Just like after Halloween, the Pyggy house is filled with tubs of undesired candy – ther red, white and pinkish variety. We’ve replaced the walls with a thin candy shell.

And also just like Halloween, I attempted to make this junk not just for 3:30pm sugar-level crashes anymore. Since the Milk Duds in cold cereal quickly turned into chilled, chocolate jawbreakers, I opted for the warm/hot oatmeal.



Honestly, this was an incontestable failure. It’s currently 4 hours after I ate breakfast and I still feel sick in the stomach and a little bit in the head. Not a headache, so much, but that woozy head sickness you get when you ride the Rebel Yell backwards. I can not recommend doing this in any form and strongly suggest against it. I could not swallow more than 3 bites and of the 19 hearts applied to the oats, 15 of them were removed from the bowl and quickly thrown down the garbage disposal. One was similarly removed from my mouth.

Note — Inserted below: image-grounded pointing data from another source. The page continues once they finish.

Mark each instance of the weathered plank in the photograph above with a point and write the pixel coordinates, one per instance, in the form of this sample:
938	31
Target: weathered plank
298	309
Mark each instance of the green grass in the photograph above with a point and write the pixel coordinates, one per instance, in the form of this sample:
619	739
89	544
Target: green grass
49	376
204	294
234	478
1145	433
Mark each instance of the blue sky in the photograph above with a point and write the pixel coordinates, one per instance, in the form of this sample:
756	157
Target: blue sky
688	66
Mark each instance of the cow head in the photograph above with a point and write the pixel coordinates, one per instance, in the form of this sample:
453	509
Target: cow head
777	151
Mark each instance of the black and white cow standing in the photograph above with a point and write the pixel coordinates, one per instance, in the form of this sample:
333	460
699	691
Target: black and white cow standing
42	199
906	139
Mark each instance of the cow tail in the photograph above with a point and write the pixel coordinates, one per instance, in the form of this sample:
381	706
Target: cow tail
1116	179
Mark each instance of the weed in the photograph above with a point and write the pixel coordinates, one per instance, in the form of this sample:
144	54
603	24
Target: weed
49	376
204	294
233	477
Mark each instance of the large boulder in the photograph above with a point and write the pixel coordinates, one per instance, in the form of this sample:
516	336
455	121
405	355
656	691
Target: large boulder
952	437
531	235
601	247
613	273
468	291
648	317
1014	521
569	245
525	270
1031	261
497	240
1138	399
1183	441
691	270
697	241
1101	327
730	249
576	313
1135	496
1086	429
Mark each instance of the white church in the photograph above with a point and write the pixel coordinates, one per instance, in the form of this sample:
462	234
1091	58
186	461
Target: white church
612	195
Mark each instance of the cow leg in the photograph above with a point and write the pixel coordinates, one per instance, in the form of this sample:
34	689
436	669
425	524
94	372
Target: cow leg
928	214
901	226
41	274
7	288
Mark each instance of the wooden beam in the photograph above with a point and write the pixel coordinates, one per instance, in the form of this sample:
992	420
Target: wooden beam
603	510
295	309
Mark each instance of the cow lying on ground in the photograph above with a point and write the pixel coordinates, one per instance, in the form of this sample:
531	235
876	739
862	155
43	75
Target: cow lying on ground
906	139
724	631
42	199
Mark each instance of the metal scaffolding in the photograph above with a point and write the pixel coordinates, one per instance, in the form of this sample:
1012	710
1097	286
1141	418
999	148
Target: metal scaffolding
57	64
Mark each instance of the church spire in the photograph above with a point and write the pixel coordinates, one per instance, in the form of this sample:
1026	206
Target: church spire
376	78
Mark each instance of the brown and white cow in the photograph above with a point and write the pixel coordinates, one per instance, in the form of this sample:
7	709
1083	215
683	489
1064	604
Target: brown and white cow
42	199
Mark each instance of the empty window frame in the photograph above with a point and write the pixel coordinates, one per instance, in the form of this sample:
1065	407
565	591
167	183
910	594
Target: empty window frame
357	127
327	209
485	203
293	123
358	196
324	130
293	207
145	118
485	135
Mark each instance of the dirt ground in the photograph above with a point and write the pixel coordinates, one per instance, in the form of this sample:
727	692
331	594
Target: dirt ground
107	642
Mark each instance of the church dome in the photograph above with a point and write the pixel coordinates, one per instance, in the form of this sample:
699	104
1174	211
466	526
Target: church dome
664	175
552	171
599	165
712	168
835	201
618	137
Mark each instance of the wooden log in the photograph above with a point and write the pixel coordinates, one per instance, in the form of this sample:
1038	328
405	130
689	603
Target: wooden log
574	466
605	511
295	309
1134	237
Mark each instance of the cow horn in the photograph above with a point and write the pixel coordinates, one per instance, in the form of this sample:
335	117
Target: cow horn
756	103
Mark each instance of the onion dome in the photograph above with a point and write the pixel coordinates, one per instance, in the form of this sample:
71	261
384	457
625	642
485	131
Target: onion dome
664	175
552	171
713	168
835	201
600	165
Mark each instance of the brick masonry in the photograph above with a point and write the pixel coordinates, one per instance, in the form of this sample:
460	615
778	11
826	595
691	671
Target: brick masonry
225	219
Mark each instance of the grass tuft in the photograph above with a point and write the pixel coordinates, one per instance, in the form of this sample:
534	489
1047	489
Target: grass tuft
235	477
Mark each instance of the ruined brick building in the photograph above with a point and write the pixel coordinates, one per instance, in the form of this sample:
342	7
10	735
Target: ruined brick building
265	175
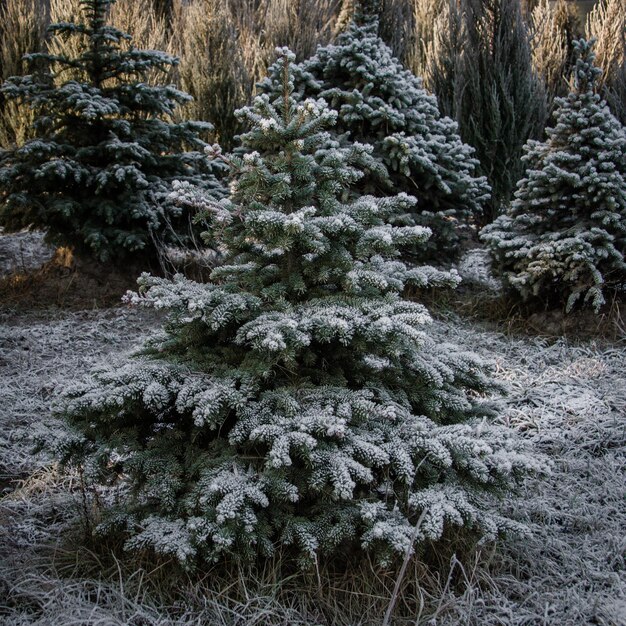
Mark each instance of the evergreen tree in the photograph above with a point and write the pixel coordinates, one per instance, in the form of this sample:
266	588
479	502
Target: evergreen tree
97	175
381	103
499	99
296	399
565	233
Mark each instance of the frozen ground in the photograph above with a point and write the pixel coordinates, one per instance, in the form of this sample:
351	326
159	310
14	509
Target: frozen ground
23	252
567	398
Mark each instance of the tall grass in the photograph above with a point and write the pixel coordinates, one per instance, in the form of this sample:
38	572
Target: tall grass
607	23
480	67
225	47
550	48
22	30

It’s incredible how fast these nasty things went from appealing to nauseating. Past Valentine’s Days have meant grabbing a handful of candy hearts and tossing them down the hatch in one gulp. Not no mo’. I also made the mistake of looking at the ingredients/nutrition facts. I knew these things we basically just made of sugar, blackboard chalk and food coloring but how can one serving contain more grams of sugar than a large Coke from McDowell’s? It’s true: 38 versus 31.

It might be because that Necco considers a single serving size as the entire contents of one of Tom's little baggies. Unacceptably sexy, or not.

Barf. I will never eat one of these again.

2 comments:

The Governess said...

thats disgusting.

Anonymous said...

I admire your commitment to science. Was it the heat that made the hearts so inedible? Or do you think that, after a day of heart consumption, breakfast just pushed the level of chalky byproducts in your system to toxic levels?